German World War II submarine

German submarine U-673 was a Type VIIC U-boat of Nazi Germany's Kriegsmarine during World War II. The submarine was laid down on 20 January 1942 at the Howaldtswerke yard at Hamburg, launched on 27 February 1943, and commissioned on 8 May 1943 under the command of Oberleutnant zur See Gerhard Haelbich.

Attached to 5th U-boat Flotilla based at Kiel, U-673 completed her training period on 31 May 1944 and was assigned to front-line service.

==Design==
German Type VIIC submarines were preceded by the shorter Type VIIB submarines. U-673 had a displacement of 769 t when at the surface and 871 t while submerged. She had a total length of 67.10 m, a pressure hull length of 50.50 m, a beam of 6.20 m, a height of 9.60 m, and a draught of 4.74 m. The submarine was powered by two Germaniawerft F46 four-stroke, six-cylinder supercharged diesel engines producing a total of 2800 to 3200 PS for use while surfaced, two Siemens-Schuckert GU 343/38–8 double-acting electric motors producing a total of 750 PS for use while submerged. She had two shafts and two 1.23 m propellers. The boat was capable of operating at depths of up to 230 m.

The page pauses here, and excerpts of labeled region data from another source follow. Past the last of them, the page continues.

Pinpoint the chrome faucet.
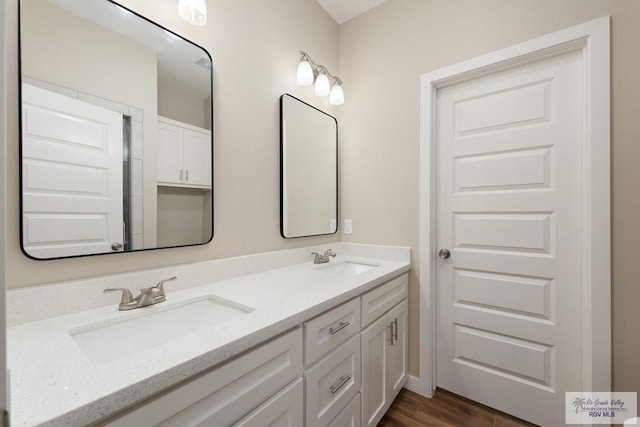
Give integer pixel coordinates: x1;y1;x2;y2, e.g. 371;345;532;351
311;249;336;264
103;276;177;311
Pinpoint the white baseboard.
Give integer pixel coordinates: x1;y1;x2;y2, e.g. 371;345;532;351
404;375;433;398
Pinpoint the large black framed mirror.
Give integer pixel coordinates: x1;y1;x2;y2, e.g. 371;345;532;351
19;0;213;259
280;94;338;239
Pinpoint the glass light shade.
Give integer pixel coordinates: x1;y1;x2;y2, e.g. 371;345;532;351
314;72;331;96
296;60;313;86
329;83;344;105
178;0;207;25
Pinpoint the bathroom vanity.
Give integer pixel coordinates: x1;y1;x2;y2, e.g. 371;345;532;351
9;244;410;427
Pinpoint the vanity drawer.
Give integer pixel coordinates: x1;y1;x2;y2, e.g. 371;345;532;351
305;334;361;427
304;298;360;366
362;273;409;328
103;328;302;427
329;393;362;427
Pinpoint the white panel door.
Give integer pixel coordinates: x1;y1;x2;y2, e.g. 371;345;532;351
22;84;123;258
436;47;584;425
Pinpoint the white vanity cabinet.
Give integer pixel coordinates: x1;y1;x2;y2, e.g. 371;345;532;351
304;298;362;427
102;328;303;427
360;275;408;427
101;274;408;427
157;117;212;189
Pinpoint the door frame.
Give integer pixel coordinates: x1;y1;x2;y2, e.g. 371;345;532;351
408;16;611;396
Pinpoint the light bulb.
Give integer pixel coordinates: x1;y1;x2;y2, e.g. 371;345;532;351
314;71;331;96
178;0;207;25
296;58;313;86
329;83;344;105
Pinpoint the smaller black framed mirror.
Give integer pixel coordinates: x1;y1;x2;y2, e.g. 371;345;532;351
280;94;338;239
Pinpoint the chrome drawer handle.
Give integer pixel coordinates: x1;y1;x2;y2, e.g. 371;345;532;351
329;376;351;394
329;322;351;335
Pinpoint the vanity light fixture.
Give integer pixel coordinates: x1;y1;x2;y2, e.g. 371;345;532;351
178;0;207;25
296;51;344;105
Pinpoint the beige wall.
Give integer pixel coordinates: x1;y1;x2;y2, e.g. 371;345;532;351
3;0;339;288
158;82;206;130
22;0;158;247
340;0;640;391
158;187;211;247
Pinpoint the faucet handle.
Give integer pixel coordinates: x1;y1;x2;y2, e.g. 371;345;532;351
102;288;133;304
150;276;178;302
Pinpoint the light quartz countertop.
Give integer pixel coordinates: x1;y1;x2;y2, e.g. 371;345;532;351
8;256;410;426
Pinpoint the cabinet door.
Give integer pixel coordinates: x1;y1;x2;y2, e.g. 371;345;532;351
233;378;304;427
156;122;184;184
387;300;408;402
183;129;212;187
361;315;391;427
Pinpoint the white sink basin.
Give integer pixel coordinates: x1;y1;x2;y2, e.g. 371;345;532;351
69;296;254;364
316;261;378;277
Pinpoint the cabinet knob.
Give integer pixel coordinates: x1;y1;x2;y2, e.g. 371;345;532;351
438;248;451;259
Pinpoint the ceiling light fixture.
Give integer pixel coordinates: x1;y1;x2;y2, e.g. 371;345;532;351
296;51;344;105
178;0;207;25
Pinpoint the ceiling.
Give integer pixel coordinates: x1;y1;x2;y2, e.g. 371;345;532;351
316;0;387;24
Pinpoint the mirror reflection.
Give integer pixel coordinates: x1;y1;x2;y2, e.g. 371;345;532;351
20;0;213;259
280;94;338;238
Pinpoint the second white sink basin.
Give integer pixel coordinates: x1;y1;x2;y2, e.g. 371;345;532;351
69;296;254;364
316;261;378;277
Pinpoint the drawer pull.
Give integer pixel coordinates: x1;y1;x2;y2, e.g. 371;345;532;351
391;317;398;341
329;322;351;335
329;376;351;394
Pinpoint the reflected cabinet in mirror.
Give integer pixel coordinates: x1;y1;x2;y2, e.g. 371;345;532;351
280;94;338;238
20;0;213;259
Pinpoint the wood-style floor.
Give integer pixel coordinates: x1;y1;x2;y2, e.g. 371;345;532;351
378;389;533;427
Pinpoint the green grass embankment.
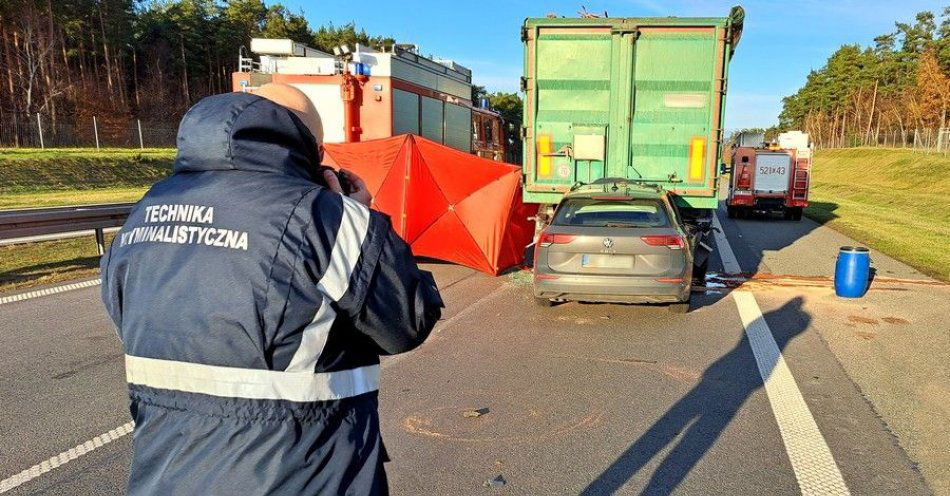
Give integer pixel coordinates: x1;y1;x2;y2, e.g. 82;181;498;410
805;148;950;281
0;149;175;292
0;148;175;209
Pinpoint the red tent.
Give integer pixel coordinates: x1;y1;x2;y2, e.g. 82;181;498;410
325;134;536;274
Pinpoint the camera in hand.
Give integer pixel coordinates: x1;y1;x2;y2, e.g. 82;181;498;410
317;165;353;196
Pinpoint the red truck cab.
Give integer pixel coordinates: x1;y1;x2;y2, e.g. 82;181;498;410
726;131;811;220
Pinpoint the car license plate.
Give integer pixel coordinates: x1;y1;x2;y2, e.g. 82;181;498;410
581;254;633;269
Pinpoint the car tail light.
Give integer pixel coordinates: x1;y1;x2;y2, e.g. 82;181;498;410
640;236;686;250
538;232;574;248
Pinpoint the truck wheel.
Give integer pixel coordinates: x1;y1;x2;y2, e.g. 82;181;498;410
534;296;554;308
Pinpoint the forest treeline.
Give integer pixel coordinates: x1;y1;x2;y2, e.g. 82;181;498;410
0;0;394;123
772;7;950;147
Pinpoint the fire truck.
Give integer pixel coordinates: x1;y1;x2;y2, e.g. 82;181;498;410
231;38;505;160
726;131;812;220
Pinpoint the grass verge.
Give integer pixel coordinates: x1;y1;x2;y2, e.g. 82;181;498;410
805;148;950;281
0;148;175;209
0;233;113;293
0;148;175;292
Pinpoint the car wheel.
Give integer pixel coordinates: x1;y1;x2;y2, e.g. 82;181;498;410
693;258;709;286
669;300;689;313
534;297;554;308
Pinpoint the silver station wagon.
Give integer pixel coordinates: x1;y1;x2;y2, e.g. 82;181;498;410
534;180;708;312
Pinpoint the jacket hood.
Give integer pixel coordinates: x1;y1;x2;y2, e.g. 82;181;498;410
173;93;318;181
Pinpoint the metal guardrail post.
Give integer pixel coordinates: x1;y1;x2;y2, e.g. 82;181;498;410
36;112;46;148
0;203;133;255
92;116;99;150
96;227;106;257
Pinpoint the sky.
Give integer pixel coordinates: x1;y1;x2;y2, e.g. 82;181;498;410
281;0;950;130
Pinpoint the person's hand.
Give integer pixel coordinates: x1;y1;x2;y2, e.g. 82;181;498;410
323;169;373;208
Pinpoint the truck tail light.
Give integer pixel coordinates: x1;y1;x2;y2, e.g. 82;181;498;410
536;134;554;178
538;232;574;248
687;138;706;182
640;236;686;250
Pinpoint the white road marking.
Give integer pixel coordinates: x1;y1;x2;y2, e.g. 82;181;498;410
0;422;135;493
0;279;102;305
713;213;851;495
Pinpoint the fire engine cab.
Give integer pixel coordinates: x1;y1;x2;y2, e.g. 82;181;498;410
726;131;812;220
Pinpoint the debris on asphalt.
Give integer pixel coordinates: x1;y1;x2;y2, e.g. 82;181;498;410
482;474;508;487
462;407;489;418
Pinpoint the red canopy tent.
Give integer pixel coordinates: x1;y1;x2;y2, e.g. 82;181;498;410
324;134;535;275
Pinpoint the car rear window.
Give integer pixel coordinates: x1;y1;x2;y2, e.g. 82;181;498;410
553;199;670;227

The submarine had a maximum surface speed of 17.7 kn and a maximum submerged speed of 7.6 kn. When submerged, the boat could operate for 80 nmi at 4 kn; when surfaced, she could travel 8500 nmi at 10 kn. U-673 was fitted with five 53.3 cm torpedo tubes (four fitted at the bow and one at the stern), fourteen torpedoes, one 8.8 cm SK C/35 naval gun, (220 rounds), one 3.7 cm Flak M42 and two twin 2 cm C/30 anti-aircraft guns. The boat had a complement of between forty-four and sixty.

==Service history==

On 14 September 1944, U-673 left St. Nazaire, France, for Norway, reaching Bergen on 19 October 1944. There the U-boat joined a convoy south. Early on 24 October 1944, U-673 collided with north of Stavanger and was beached at Smaaskjaer. Later the U-boat was salvaged and towed to Stavanger. U-673 remained in Stavanger for the rest of the war and became British war booty in 1945. In 1946 the U-boat was broken up for scrap.